Hopework LLC was founded in April 2014 by four of the founders of the University of Minnesota residential off-campus course titled, “Lives Worth Living: Questions of Self, Vocation, and Community” and affectionately referred to as Philosophy Camp. Hopework’s partners brought many years of experience in exploring, designing, and implementing democratic education in formal and non-formal educational settings.
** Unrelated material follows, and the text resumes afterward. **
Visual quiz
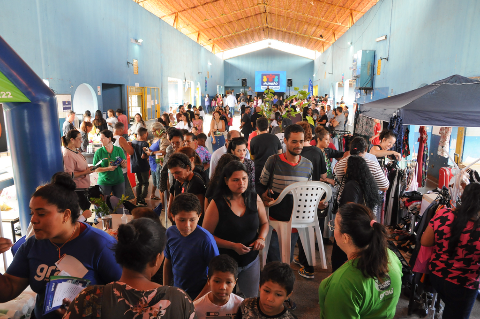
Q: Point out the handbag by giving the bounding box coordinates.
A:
[267,155,293,222]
Hopework partners (retired)

John Wallace

image of John Wallace
John Wallace

John is professor emeritus in the Philosophy Department at the University of Minnesota, where he taught for more than 40 years. Beginning in 1988 he turned his teaching to service-learning courses and his research to learning how to teach in a way that helps students integrate their practical experiences in the community with study of philosophical material. This led him to the democratic education tradition — the Danish folk high schools, Myles Horton and the Highlander Folk School, and Paulo Freire. Teaching became a commitment to support students in building communities of inquiry where they can learn with and from each other about issues that matter in their lives. This work has taken shape in University courses, including Philosophy Camp, and in community education projects, including the Jane Addams School for Democracy in St. Paul, the Building Alliances project in southwest Minnesota, and Hopework.

Peter Shea

image of Peter Shea
Peter Shea

Peter has a Ph.D. in philosophy and is engaged in long-term video production projects, having produced the regional cable show The Bat of Minerva for nearly 20 years. He has long experience in the Philosophy for Children movement, an effort to build a ‘self-correcting community of inquiry’ in elementary and secondary classrooms and then carry the spirit of such community over into civic life. He has also engaged in various experiments in participatory, democratic learning and teaching in the spirit of Myles Horton, John Dewey, and the programs of Reggio Emilia. He reviews children’s books from a philosophical perspective. In the past, he has been heavily engaged in public programs in the humanities and in efforts to enrich the public education environment. He preaches occasionally in the Roman Catholic tradition and finds that activity his purest creative outlet.

Nance Longley

image of Nance Longley
Nance Longley

Nance Longley has worked as a graphic designer and instructor in the journalism department  at the University of Minnesota. She discovered Danish folk high schools years ago as an undergraduate while living and learning abroad for a year in Ålborg, Denmark. She chose to focus on the type of education found in folk high schools—nongraded, noncredit, student driven—for her master of liberal studies degree and weave it together with handcraft, specifically book arts. She teaches book making and design at Philosophy Camp and sees over and over again the connections that are made between head, hand, and heart, and between people learning, working, and living together. And she really enjoys seeing learners discover another form of language in the arts.

Lynn Englund

Lynn Englund has a Ph.D. in education and taught family education courses in the Department of Family Social Science. Her interests in family, youth, and community education include studying intentional communities as experimental social laboratories and microcosms of societies, and working with small groups to create physical, emotional, and psychological safe-enough “spaces” for individuals to interact and get to know each other. She is also a student of and advocate for sociocracy, a form of democratic governance sometimes referred to as dynamic governance.